Aims and Scope

The rapid growth of online available scientific, technical, and legal data such as patents, technical reports, articles, etc. has made the large-scale analysis and processing of such documents a crucial task. Today, scientists, patent experts, inventors, and other information professionals contribute to this data every day by publishing articles, or writing patent applications.

In order to benefit from the scientific-technical knowledge present in such documents, it has become critical that the communities related to Semantic Technologies, NLP, and Deep Learning join their forces to provide more effective and efficient solutions. This workshop, aims to provide a venue for researchers and practitioners to foster inter-disciplinary research in the areas of Semantic Technologies, NLP and Deep Learning.

Papers deadline

March 9th, 2023

March 16th, 2023


April 13th, 2023


April 20th, 2023

Workshop Topics

We are interested in novel contributions about the following topics:

  • Data Set Collection
    • New tools and systems for capturing scientific, technical, and legal data including patents.
    • Proposals of procedures and tools to store, share and preserve.
    • Collecting and sharing data sets such as benchmarks, etc.
  • Novel Semantic Technologies for scientific, technical and legal data
    • Ontologies and annotation schema to model such data.
    • Annotation, linking and disambiguation
    • Knowledge graph construction.
  • Applications for patents, scientific, technical and legal data by exploiting semantic technologies.
    • Exploiting knowledge graphs to drive document similarity, question answering, search etc.
    • Recommender systems.
    • Semantic content-based retrieval.
    • Natural language processing techniques for classification, summarization, etc.


The submissions must be in English and adhere to the CEUR-WS one-column template (see Session 2: The New CEURART Style). The papers should be submitted as PDF files to EasyChair. The review process will be single-blind.
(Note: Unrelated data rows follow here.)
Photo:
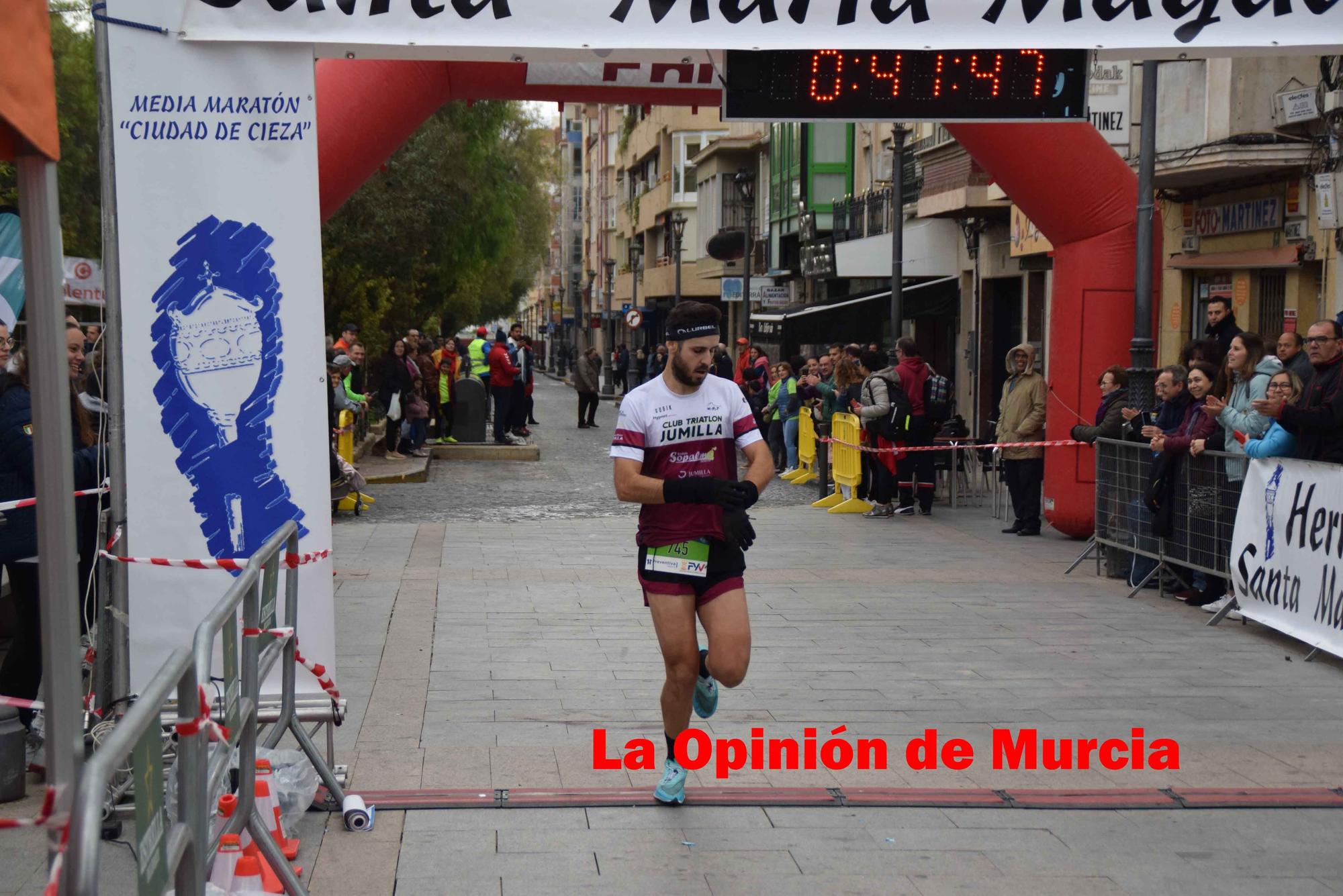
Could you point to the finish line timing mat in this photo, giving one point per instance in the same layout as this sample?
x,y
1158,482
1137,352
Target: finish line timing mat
x,y
866,797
Please be aware that at least one author per paper must be registered and attend the workshop to present the work.

We will consider three different submission types:

  • Full research papers (10-12 pages) should be clearly placed with respect to the state of the art and state the contribution of the proposal in the domain of application, even if presenting preliminary results. In particular, research papers should describe the methodology in detail, experiments should be repeatable, and a comparison with the existing approaches in the literature is encouraged.
  • Short Papers (6-8 pages) should describe significant novel work in progress. Compared to full papers, their contribution may be narrower in scope, be applied to a narrower set of application domains, or have weaker empirical support than that expected for a full paper. Submissions likely to generate discussions in new and emerging areas of legal data are encouraged.
  • Position or Industry Papers (2-4 pages) should introduce new point of views in the workshop topics or summarize the experience of a group in the field.

Submissions should not exceed the indicated number of pages, including any diagrams and references.

Each submission will be reviewed by three independent reviewers on the basis of relevance for the workshop, novelty/originality, significance, technical quality and correctness, quality and clarity of presentation, quality of references and reproducibility.

The accepted papers will be available on the Workshop website. The proceedings will be published in a CEUR-WS volume and consequently indexed on Google Scholar, DBLP, and Scopus.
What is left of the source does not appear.